The upheaval caused by the pandemic has given rise to global shortages in everything from timber to semiconductors and plastics.

Germany’s key automotive sector has been hit hard by a lack of computer chips, a key component in both conventional and electric vehicles, forcing several German carmakers to pause production.

The news comes after German shops aired concerns that popular Christmas gifts could be short supply when the festive season rolls around.

A recent survey of retailers conducted by the Ifo Institute revealed that 100 percent of bicycle shops were facing supply issues, while the vast majority of furniture, electronics and DIY stores were also struggling to replenish stocks.

In particular, the shortage of chips is expected to have a knock-on effect on the availability of laptops and smartphones. Economics experts believe the issues with electronics and cars could continue until at least 2023. 

READ ALSO: Why everything is suddenly getting so expensive in Germany

Only in construction did the business climate improve, according to the Ifo survey, while sentiment in manufacturing, services and trade deteriorated.

Growth could be “much weaker” in the coming months, according to Fritzi Koehler-Geib, chief economist at German public lender KfW.

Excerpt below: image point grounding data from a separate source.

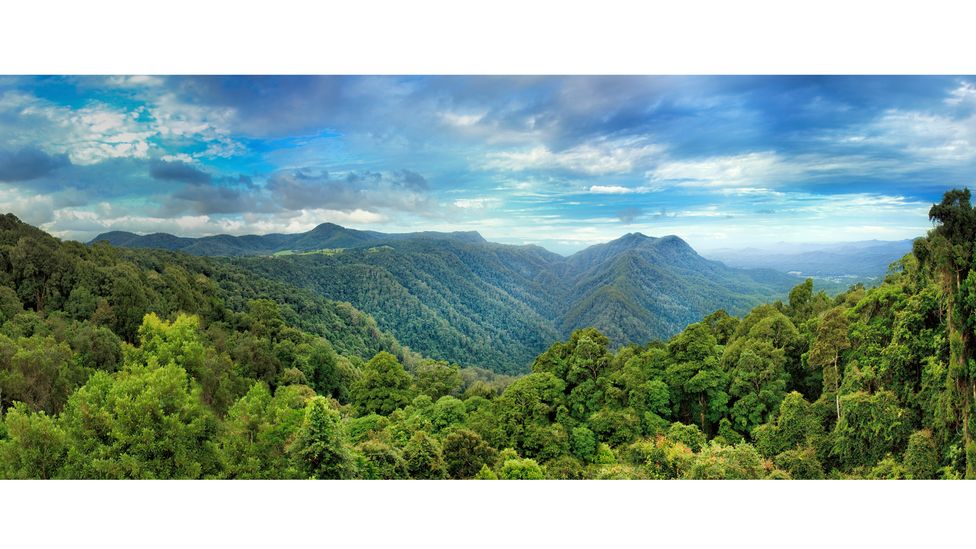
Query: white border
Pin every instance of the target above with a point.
(496, 37)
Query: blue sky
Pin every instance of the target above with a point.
(564, 162)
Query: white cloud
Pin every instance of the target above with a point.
(604, 156)
(477, 203)
(965, 93)
(87, 135)
(928, 136)
(741, 171)
(462, 120)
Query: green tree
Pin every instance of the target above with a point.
(872, 426)
(319, 449)
(830, 341)
(948, 251)
(437, 378)
(465, 453)
(921, 457)
(38, 371)
(383, 387)
(34, 447)
(142, 422)
(521, 469)
(424, 457)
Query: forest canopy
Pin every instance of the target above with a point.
(151, 364)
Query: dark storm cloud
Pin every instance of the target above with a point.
(301, 189)
(28, 163)
(226, 195)
(177, 171)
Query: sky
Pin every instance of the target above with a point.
(563, 162)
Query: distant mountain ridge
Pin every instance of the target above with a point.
(863, 261)
(459, 297)
(324, 236)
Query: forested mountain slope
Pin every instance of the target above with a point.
(457, 297)
(873, 383)
(324, 236)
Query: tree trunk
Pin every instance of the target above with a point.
(701, 402)
(837, 386)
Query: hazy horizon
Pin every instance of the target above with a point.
(562, 162)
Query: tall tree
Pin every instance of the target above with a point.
(948, 251)
(825, 352)
(319, 448)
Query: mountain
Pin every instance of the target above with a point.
(458, 297)
(324, 236)
(864, 261)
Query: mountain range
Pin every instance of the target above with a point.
(863, 261)
(458, 297)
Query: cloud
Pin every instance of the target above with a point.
(604, 156)
(226, 195)
(628, 215)
(480, 203)
(177, 171)
(28, 163)
(399, 190)
(87, 135)
(743, 170)
(619, 189)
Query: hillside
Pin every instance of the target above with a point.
(457, 297)
(103, 374)
(324, 236)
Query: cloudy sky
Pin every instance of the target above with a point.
(559, 161)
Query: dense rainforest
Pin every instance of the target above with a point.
(150, 364)
(457, 297)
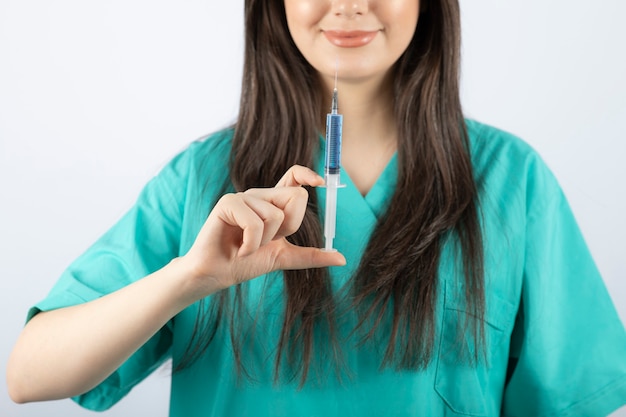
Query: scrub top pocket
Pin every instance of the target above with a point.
(465, 382)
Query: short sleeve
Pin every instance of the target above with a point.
(569, 345)
(145, 239)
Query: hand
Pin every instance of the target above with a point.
(244, 236)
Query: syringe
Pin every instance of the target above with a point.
(334, 123)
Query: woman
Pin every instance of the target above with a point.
(461, 285)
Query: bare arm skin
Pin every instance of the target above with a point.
(66, 352)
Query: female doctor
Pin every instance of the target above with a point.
(460, 285)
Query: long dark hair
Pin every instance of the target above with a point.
(435, 199)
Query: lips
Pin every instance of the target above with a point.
(350, 39)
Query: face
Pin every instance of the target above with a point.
(363, 38)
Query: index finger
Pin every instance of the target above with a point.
(300, 175)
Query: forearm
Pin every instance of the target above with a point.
(65, 352)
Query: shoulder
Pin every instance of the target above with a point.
(210, 149)
(503, 161)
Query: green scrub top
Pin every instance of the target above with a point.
(555, 344)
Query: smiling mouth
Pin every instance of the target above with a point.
(350, 39)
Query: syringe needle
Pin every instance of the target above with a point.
(334, 124)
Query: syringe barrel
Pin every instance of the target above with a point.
(334, 124)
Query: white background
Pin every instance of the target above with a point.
(96, 96)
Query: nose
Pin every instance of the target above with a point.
(349, 8)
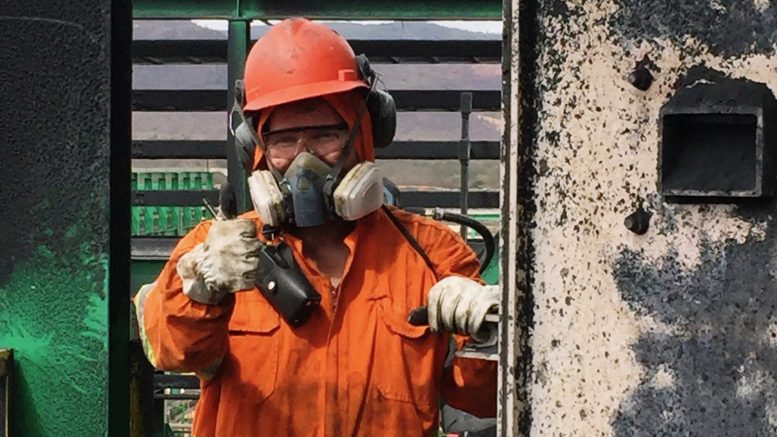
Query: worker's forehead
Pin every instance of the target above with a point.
(310, 112)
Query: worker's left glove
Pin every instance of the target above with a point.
(458, 304)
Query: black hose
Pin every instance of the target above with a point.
(482, 230)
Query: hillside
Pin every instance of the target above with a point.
(429, 126)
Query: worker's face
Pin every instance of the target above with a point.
(310, 125)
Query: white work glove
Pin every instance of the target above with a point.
(458, 304)
(228, 261)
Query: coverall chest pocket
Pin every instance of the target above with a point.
(408, 360)
(254, 341)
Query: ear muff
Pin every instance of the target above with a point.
(380, 104)
(244, 135)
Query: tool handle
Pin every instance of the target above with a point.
(227, 201)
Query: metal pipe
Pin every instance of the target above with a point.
(465, 148)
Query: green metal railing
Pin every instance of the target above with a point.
(332, 9)
(174, 221)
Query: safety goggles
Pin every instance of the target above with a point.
(319, 140)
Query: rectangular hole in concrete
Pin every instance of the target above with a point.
(708, 153)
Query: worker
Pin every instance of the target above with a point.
(356, 366)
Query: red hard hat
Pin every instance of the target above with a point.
(298, 59)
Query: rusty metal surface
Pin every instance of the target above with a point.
(666, 332)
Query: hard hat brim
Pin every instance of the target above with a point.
(300, 92)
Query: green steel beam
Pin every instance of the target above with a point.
(237, 51)
(332, 10)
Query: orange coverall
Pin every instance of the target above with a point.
(355, 368)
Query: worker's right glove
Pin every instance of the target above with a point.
(228, 261)
(458, 304)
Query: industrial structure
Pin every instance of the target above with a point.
(637, 196)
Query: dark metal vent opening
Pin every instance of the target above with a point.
(709, 153)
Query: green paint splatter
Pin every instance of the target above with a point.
(54, 314)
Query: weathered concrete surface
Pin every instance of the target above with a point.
(62, 309)
(667, 333)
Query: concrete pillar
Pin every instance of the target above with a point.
(64, 192)
(670, 332)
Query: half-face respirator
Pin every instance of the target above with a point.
(309, 194)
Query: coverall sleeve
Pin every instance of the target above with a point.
(469, 384)
(178, 333)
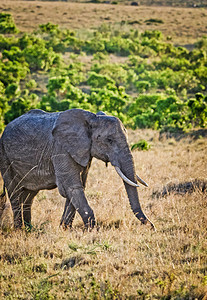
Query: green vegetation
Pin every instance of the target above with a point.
(141, 145)
(158, 85)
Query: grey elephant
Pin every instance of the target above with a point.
(41, 150)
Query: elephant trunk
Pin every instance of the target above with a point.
(127, 168)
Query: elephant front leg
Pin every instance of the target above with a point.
(80, 204)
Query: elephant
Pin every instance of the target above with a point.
(41, 150)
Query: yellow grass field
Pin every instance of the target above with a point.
(183, 25)
(120, 259)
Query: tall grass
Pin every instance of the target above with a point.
(120, 258)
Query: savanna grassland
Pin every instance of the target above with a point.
(120, 259)
(123, 60)
(183, 25)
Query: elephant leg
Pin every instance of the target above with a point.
(84, 174)
(69, 211)
(27, 204)
(81, 205)
(16, 205)
(68, 215)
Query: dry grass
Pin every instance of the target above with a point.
(120, 259)
(184, 25)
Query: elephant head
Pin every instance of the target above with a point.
(85, 135)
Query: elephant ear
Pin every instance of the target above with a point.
(72, 132)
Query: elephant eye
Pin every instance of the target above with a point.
(109, 140)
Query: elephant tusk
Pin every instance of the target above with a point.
(127, 180)
(142, 181)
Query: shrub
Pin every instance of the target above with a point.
(141, 145)
(7, 24)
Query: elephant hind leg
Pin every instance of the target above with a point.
(16, 203)
(21, 202)
(27, 204)
(68, 215)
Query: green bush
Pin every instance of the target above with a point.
(141, 145)
(7, 24)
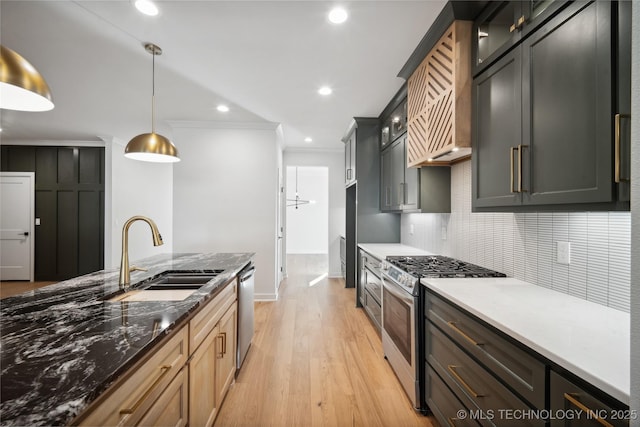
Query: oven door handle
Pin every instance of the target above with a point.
(393, 289)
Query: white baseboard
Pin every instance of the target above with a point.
(265, 297)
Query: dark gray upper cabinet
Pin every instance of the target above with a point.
(350, 159)
(404, 189)
(543, 119)
(497, 123)
(399, 185)
(501, 25)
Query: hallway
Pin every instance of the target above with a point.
(315, 360)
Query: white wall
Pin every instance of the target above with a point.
(225, 193)
(136, 188)
(635, 217)
(334, 160)
(523, 245)
(308, 224)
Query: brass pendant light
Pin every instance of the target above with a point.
(22, 88)
(152, 147)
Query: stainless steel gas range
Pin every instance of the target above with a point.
(403, 313)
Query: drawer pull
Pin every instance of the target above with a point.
(617, 177)
(581, 406)
(223, 350)
(520, 147)
(165, 369)
(453, 326)
(452, 369)
(511, 152)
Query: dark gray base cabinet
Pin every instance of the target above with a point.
(475, 370)
(591, 411)
(543, 124)
(444, 404)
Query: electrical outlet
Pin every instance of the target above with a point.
(564, 253)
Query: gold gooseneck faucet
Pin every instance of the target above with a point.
(125, 270)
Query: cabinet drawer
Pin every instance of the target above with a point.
(373, 309)
(205, 320)
(474, 386)
(126, 402)
(444, 404)
(518, 369)
(171, 408)
(594, 412)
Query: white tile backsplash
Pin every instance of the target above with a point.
(524, 245)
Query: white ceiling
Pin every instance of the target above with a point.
(265, 59)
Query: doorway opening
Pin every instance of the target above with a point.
(307, 219)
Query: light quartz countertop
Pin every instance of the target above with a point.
(383, 250)
(588, 339)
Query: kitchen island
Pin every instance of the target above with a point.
(63, 345)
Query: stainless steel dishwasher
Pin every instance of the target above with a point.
(245, 313)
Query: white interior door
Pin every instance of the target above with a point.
(17, 216)
(280, 247)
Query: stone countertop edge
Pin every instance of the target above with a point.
(62, 345)
(590, 340)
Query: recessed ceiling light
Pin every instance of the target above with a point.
(338, 15)
(147, 7)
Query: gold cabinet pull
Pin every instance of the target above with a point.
(617, 153)
(581, 406)
(223, 350)
(453, 326)
(165, 369)
(452, 369)
(224, 343)
(511, 151)
(520, 147)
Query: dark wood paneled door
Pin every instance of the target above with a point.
(69, 204)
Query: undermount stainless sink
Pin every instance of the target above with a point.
(167, 286)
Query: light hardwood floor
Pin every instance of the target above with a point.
(9, 288)
(316, 360)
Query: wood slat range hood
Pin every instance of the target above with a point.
(439, 89)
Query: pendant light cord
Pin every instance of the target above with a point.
(153, 91)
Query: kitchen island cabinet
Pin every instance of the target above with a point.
(63, 346)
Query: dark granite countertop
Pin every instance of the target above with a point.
(61, 346)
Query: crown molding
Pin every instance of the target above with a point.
(313, 150)
(191, 124)
(54, 143)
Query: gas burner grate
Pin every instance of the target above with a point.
(440, 266)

“Material bottlenecks and disruptions in the global transport system have been a burden for longer than originally expected and will probably only ease in the coming year,” Koehler-Geib said.

Earlier this month, German economic institutes, including Ifo, revised down their forecast for growth in 2021 due to global supply chain disruptions to 2.4 percent from their earlier prediction of 3.7 percent made in April.